On February 22, 2017, Law.com quoted Professor David Spence is a story about what energy producers need to know about Trump’s SCOTUS pick. According to the story, Gorsuch’s influence is likely to first surface with a ruling on the Clean Power Plan litigation. David Spence, a professor at University of Texas’ McCombs School of Business and School of Law, agreed that the Clean Power Plan litigation could be the first significant case related to energy and the environment that Gorsuch would face if confirmed. Under the Trump administration, the Environment Protection Agency will likely pull back its objections to prior rulings halting the effective date of the plan, Spence predicted. But if the EPA stops support of the plan, and other regulations, that “will certainly generate litigation by groups arguing that the statutes require regulation of the activities that those rules addressed,” Spence said. “So, regulation of greenhouse gases, mercury emissions from coal-fired power plants, and of depositing mining waste material in rivers and streams all seem to be likely subjects of litigation that might find its way to the Supreme Court eventually,” he said. In addition, if the Federal Energy Regulatory Commission, under Trump, pulls back a series of rules that encourage a transition to a greener, more decentralized electric system, that too will likely trigger litigation, he said. There, Spence said he expects Gorsuch’s views on Chevron deference to be significant. “I don’t know a lot about Judge Gorsuch’s prior record. I do know that he is on the record expressing skepticism about the delegation of policy-making power to agencies, and seems likely to take a very restricted view of that power,” Spence said.
On February 17, 2017, The Huffington Post quoted Professor Melinda Taylor, the executive director of the KBH Center, in a story about the environmental cost of Trump’s border wall.

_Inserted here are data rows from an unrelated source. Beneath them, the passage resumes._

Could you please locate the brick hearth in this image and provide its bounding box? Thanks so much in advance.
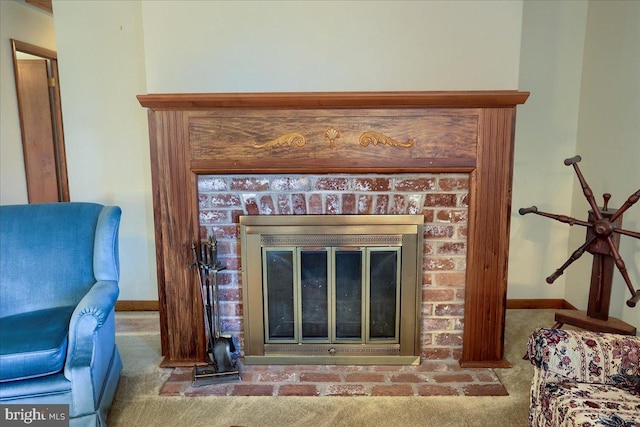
[160,361,508,396]
[198,173,469,362]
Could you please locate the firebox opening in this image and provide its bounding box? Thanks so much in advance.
[240,215,424,365]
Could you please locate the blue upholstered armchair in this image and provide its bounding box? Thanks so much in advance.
[0,203,122,426]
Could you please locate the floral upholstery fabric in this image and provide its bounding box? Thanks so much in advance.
[527,328,640,427]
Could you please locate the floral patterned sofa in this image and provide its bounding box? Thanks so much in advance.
[527,328,640,427]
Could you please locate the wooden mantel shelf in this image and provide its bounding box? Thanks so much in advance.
[138,91,529,367]
[137,90,529,111]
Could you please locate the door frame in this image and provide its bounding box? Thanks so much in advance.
[11,39,70,203]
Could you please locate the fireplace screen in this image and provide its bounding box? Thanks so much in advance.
[262,247,401,344]
[240,215,423,364]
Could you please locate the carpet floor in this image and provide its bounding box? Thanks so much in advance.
[108,310,554,427]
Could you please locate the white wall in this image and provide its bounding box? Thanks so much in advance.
[0,0,56,205]
[53,1,157,300]
[46,0,522,299]
[565,1,640,328]
[142,1,522,93]
[507,1,587,299]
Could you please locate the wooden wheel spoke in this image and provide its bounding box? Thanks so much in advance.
[611,189,640,222]
[613,228,640,239]
[564,156,602,220]
[547,235,597,284]
[607,236,637,307]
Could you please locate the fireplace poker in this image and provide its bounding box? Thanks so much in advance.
[191,241,214,362]
[191,238,240,386]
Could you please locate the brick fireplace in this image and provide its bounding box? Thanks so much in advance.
[138,91,528,367]
[198,173,469,360]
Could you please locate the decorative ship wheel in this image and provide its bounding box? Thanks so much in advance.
[518,156,640,335]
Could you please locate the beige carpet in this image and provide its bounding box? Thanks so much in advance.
[108,310,554,427]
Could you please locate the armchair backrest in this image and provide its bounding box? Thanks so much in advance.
[0,202,121,317]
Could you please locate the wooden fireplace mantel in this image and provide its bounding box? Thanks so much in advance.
[138,91,529,367]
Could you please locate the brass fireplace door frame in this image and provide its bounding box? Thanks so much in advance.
[240,215,424,365]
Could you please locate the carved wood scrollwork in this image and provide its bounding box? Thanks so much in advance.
[324,128,340,148]
[253,132,307,148]
[360,132,415,148]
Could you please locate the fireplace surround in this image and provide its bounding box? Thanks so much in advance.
[138,91,528,367]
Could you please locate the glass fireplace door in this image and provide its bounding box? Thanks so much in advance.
[263,247,401,344]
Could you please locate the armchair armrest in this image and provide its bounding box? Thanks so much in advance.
[64,281,119,414]
[527,328,640,388]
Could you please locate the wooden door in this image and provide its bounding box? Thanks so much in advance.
[12,40,69,203]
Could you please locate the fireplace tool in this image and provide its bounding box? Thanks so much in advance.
[190,238,240,386]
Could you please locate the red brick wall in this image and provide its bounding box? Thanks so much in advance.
[198,173,469,360]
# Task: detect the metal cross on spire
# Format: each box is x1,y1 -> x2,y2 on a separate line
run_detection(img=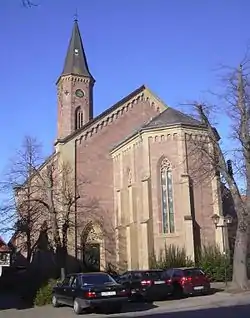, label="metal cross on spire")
74,8 -> 78,22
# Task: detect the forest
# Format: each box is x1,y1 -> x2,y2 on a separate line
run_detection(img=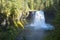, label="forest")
0,0 -> 60,40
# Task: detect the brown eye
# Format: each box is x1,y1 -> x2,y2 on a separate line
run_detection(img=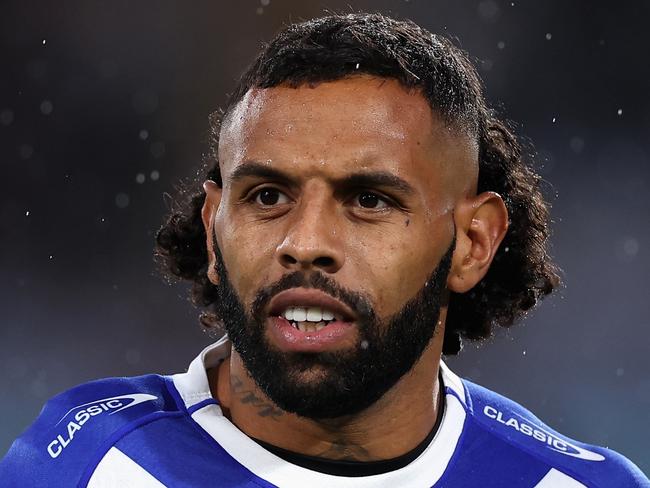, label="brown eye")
255,188 -> 289,206
356,191 -> 388,209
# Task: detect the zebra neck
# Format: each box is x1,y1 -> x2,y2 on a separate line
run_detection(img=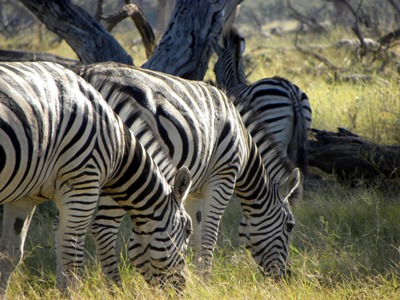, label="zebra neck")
103,129 -> 171,215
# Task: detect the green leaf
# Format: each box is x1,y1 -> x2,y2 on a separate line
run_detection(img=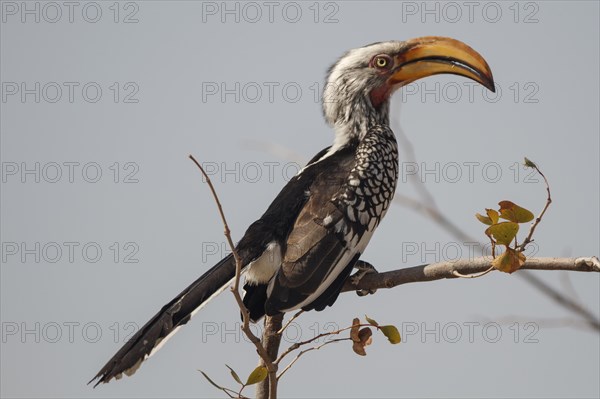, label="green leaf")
475,213 -> 493,226
379,325 -> 401,344
524,157 -> 537,168
246,366 -> 269,385
485,222 -> 519,246
225,365 -> 244,385
498,201 -> 534,223
492,247 -> 526,273
198,370 -> 224,390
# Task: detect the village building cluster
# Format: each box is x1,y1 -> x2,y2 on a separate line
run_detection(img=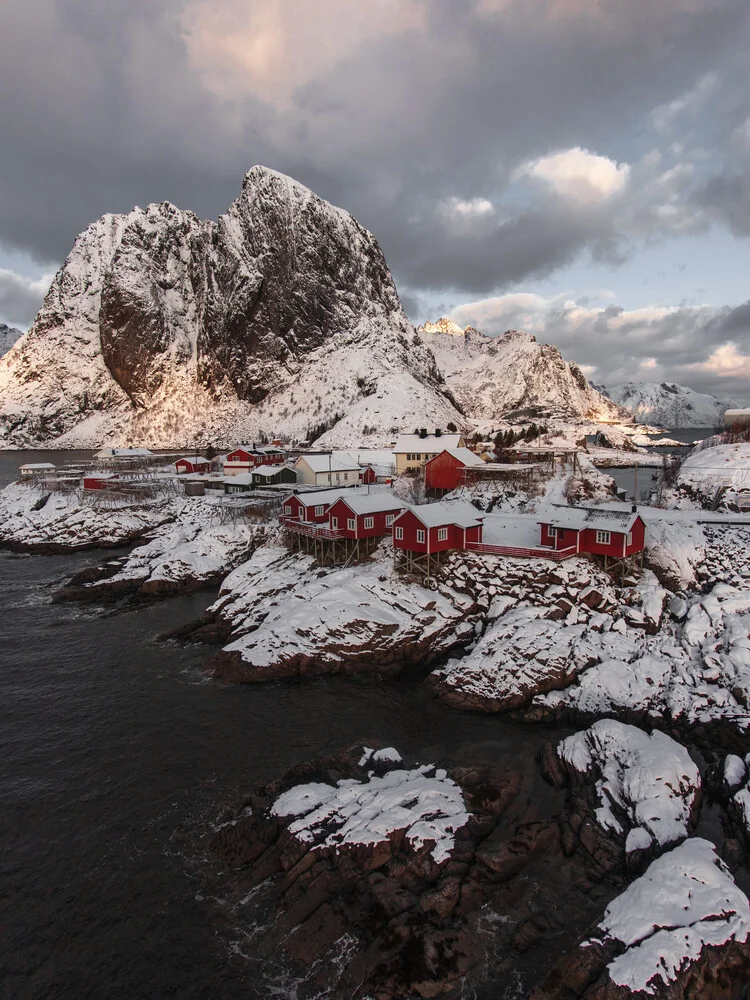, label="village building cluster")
20,431 -> 645,578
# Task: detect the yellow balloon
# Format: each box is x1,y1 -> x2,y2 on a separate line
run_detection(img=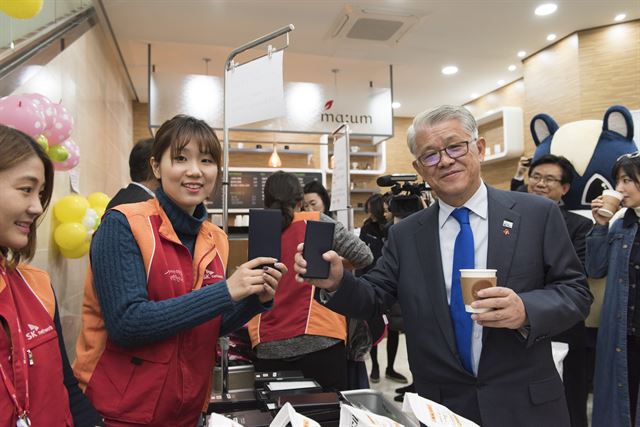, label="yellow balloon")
60,242 -> 91,258
87,191 -> 111,211
53,194 -> 89,223
0,0 -> 44,19
53,222 -> 87,251
95,208 -> 104,224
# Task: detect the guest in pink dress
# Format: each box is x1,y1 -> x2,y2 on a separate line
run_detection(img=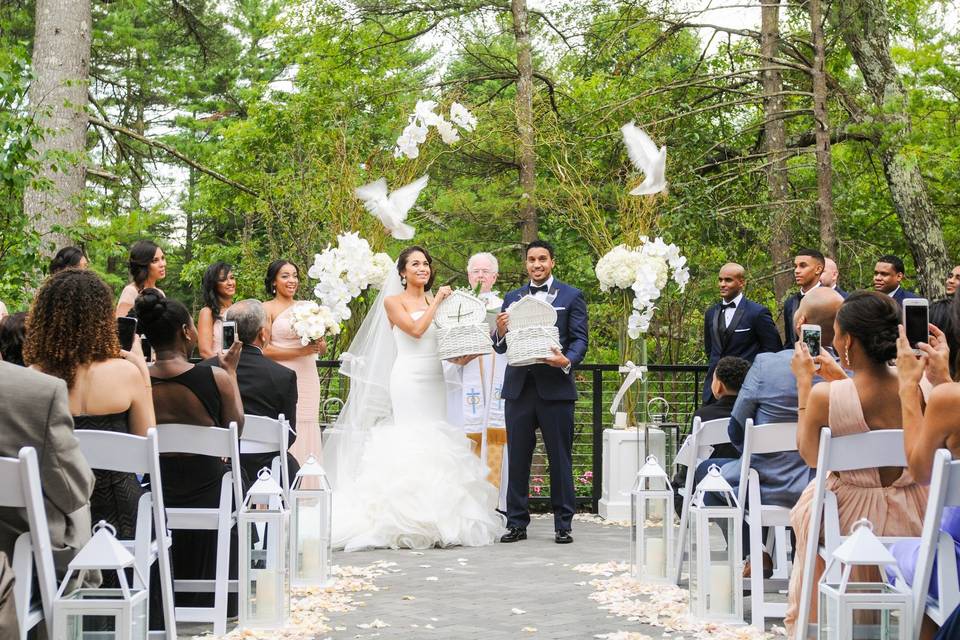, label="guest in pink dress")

According to the story, “Environmentalists say they are particularly concerned that Trump, thanks to a legal loophole, may be able to push through his plans for the wall with little or no environmental oversight,” which Taylor said Trump could exploit to devastating effect. “The new administration has a wild card they can pull and it’s in this law,” Taylor told CNN last month. “The language in this law allows them to waive all federal laws that would be an impediment to building any type of physical barrier along the border, including a wall.” If Trump does use this “wild card” to duck environmental protections, “it will be particularly tragic,” said Taylor. “If they really try to build a wall, without regard for environmental laws and without environmental impact statements, the effect of a border wall would be more catastrophic than a border fence.”